Mais elle me semble quand même plus gigantesque en français. Il n'y a que quelques oiseaux bizarres de mon espèce, et "la Haute" pour suivre la structuration officielle.
Après une méprise dont j’étais la cause (je parlais essentiellement du français), Ann répondait :
Ce que tu expliques sur la négation ou sur le subjonctif ne marche absolument pas en italien où c'est le premier élément qui porte la négation et est obligatoire. Mais meme en français, j'ai testé un peu ce "ne" et tous les locuteurs sont conscients qu'il existe meme s'ils le "sautent" à l'oral, et ils ne le sauteront jamais à l'écrit.
Ce à quoi je répondais :
S'agissant du "ne", je me permets de te contredire gentiment lorsque tu dis "tous les locuteurs en ont conscience". Je suis né, ai vécu, fait mes études secondaire (et même un peu enseigné) dans une ZEP (une banlieue populaire), et bien je te jure que ce "ne" ils n'en ont jamais entendu parler ! Et quand on essaie de le leur imposer, ne fût-ce qu'à l'écrit, c'est à peu près comme leur demander de parler chinois.
Bon, j'ai moi-même écrit plus haut que dans un code bas la notion de norme est un peu diluée.
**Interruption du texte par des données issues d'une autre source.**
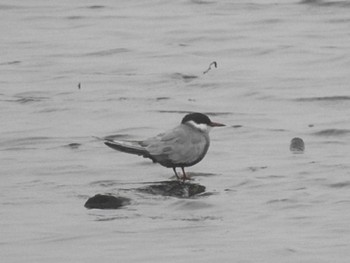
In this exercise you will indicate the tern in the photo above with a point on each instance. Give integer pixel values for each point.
(183, 146)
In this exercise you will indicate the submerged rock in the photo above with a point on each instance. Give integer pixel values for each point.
(297, 145)
(174, 188)
(106, 202)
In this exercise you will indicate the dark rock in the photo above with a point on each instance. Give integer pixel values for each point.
(106, 202)
(174, 188)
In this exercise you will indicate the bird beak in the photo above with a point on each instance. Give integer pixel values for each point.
(216, 124)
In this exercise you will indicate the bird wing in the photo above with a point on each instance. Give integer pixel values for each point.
(181, 145)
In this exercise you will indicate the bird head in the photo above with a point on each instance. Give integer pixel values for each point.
(200, 121)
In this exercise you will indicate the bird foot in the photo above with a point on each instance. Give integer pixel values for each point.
(185, 177)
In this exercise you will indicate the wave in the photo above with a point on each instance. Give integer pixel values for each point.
(324, 3)
(325, 98)
(332, 132)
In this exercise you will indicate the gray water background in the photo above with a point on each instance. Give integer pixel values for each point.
(283, 72)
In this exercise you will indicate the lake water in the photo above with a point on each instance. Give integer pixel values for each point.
(283, 72)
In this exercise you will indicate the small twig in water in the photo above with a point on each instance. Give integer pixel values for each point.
(209, 68)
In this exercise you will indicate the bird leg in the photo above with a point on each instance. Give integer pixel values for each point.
(185, 177)
(177, 176)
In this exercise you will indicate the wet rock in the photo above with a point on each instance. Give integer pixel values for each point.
(174, 188)
(297, 145)
(106, 202)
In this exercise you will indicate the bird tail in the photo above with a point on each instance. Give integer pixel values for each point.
(128, 147)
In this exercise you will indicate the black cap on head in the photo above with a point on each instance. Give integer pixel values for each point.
(197, 117)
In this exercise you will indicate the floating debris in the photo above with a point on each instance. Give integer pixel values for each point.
(106, 202)
(174, 188)
(209, 68)
(297, 145)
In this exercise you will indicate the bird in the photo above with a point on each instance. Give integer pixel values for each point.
(183, 146)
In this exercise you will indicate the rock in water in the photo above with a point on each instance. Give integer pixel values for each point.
(297, 145)
(174, 188)
(106, 202)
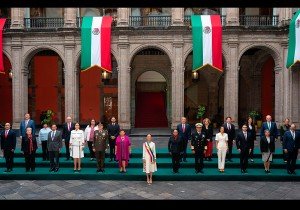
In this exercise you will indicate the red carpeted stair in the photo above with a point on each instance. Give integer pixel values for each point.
(151, 110)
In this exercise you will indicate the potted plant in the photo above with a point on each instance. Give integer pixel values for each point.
(47, 117)
(200, 112)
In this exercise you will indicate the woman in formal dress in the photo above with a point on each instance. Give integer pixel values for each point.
(122, 150)
(208, 130)
(222, 147)
(76, 146)
(43, 139)
(89, 136)
(29, 147)
(267, 148)
(149, 158)
(252, 130)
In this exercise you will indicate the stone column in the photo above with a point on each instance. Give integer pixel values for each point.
(17, 18)
(285, 16)
(231, 85)
(70, 15)
(232, 17)
(71, 83)
(177, 82)
(124, 84)
(177, 17)
(123, 17)
(19, 84)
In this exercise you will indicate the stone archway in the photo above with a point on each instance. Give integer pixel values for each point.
(6, 92)
(150, 58)
(256, 83)
(45, 83)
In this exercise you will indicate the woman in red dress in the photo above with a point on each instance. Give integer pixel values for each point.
(208, 129)
(122, 150)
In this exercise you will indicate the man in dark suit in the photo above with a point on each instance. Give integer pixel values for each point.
(54, 144)
(113, 132)
(67, 128)
(26, 123)
(184, 130)
(8, 146)
(243, 144)
(269, 125)
(229, 128)
(291, 146)
(198, 146)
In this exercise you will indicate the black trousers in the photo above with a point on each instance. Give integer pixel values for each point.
(45, 150)
(100, 157)
(251, 153)
(185, 143)
(291, 160)
(176, 161)
(54, 159)
(67, 144)
(229, 154)
(199, 160)
(9, 158)
(244, 158)
(29, 161)
(112, 144)
(90, 145)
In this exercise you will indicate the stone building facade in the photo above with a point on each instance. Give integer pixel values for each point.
(245, 50)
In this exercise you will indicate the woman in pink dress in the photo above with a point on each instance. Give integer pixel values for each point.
(122, 150)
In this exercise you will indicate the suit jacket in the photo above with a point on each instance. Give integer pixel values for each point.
(67, 133)
(56, 143)
(25, 144)
(175, 146)
(242, 143)
(198, 141)
(8, 143)
(100, 140)
(289, 143)
(273, 129)
(231, 133)
(186, 136)
(265, 146)
(113, 130)
(208, 132)
(30, 124)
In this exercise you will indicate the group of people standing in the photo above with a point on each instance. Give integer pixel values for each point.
(201, 141)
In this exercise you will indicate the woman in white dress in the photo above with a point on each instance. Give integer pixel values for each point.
(76, 146)
(222, 146)
(149, 158)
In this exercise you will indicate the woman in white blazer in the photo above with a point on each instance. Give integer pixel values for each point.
(222, 146)
(76, 146)
(89, 136)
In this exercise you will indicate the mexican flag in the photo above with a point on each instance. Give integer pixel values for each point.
(207, 41)
(96, 43)
(294, 41)
(2, 22)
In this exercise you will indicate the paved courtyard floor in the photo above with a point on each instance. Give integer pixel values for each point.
(79, 189)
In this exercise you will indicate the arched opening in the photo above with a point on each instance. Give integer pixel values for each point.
(256, 84)
(6, 93)
(150, 89)
(207, 91)
(98, 99)
(46, 86)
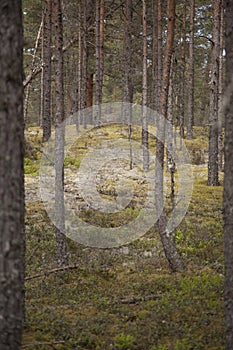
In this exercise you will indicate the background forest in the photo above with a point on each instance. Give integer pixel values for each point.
(165, 55)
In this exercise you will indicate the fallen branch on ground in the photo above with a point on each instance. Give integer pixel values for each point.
(51, 344)
(49, 272)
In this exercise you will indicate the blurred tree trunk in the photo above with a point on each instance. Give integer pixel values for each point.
(220, 93)
(99, 58)
(170, 250)
(144, 90)
(12, 240)
(127, 82)
(127, 97)
(160, 52)
(154, 82)
(47, 36)
(191, 73)
(183, 68)
(213, 116)
(62, 256)
(228, 179)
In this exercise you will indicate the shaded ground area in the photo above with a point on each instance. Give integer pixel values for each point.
(126, 298)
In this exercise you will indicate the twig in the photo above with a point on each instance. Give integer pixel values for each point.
(49, 272)
(52, 344)
(135, 300)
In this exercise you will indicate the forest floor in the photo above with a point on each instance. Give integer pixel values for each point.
(126, 298)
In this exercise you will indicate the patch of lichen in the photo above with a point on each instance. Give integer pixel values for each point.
(127, 298)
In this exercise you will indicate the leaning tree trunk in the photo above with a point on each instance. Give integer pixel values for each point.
(228, 179)
(213, 117)
(12, 243)
(191, 73)
(170, 250)
(62, 257)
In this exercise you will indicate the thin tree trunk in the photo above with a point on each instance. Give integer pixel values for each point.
(183, 67)
(154, 85)
(27, 92)
(191, 73)
(144, 91)
(220, 93)
(89, 94)
(46, 117)
(160, 53)
(84, 64)
(228, 179)
(12, 238)
(213, 117)
(170, 250)
(62, 256)
(99, 58)
(127, 83)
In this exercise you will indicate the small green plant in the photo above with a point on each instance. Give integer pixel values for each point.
(123, 342)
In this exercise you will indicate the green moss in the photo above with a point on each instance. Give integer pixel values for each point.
(31, 167)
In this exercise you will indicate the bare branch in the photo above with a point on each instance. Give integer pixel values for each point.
(51, 344)
(49, 272)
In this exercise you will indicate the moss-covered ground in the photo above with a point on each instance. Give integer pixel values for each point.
(127, 298)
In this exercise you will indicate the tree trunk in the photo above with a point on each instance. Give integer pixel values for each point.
(191, 73)
(62, 256)
(220, 93)
(46, 117)
(183, 67)
(160, 53)
(154, 85)
(127, 83)
(144, 91)
(228, 179)
(89, 94)
(12, 241)
(170, 250)
(99, 58)
(213, 117)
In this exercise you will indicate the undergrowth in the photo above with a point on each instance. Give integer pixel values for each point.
(126, 298)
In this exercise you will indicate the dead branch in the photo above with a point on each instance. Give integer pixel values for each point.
(49, 272)
(51, 344)
(135, 300)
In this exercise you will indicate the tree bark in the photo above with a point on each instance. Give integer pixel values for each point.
(183, 67)
(62, 256)
(170, 250)
(46, 117)
(154, 83)
(220, 92)
(191, 73)
(228, 179)
(99, 58)
(144, 90)
(213, 117)
(12, 240)
(160, 53)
Mais là, c'est plus grave.
Tient, j'en ajoute un qui m'est revenu : quelque part dans ce post ou dans un autre quelqu'un a posé la question de l'accord avec "on" ("on est parti/on est partis"). Je me souviens avoir dit un jour a un étudiant "on fait des travaux à côté de chez nous" et il m'a répondu en substance "ah oui, qu'est-ce que vous faites ?". Pour moi, linguomaniaque, petit-fils caché d'Emile Littré (voir l'histoire avec sa bonne...), né avec un dico dans la bouche, bouffeur de Gaffiot et déclameur de Racine, on = indéfini singulier. Pour n'importe qui de "normal", dans un registre populaire et même courant, on = nous, et rien d'autre. "On" se bat dans les collèges pour que "on" ne soit PAS accordé au pluriel systématiquement. Et je vois la "faute" partout.
Et Anne de me répondre :
Ce n'est pas parce que beaucoup de gens qui n'ont pas eu une éducation suffisante au "code" se plantent qu'on peut dire que le ne est facultatif dans la négation en français. Ils diront et écriront "si j'aurais su" mais personne ne dira qu'en français l'hypothèse se construit aujourd'hui soit avec l'imparfait (norme "familière") soit avec le conditionnel. Mes enfants disent je l'ai prendu comme beaucoup d'enfants français mais ils apprendront que ce n'est pas cela...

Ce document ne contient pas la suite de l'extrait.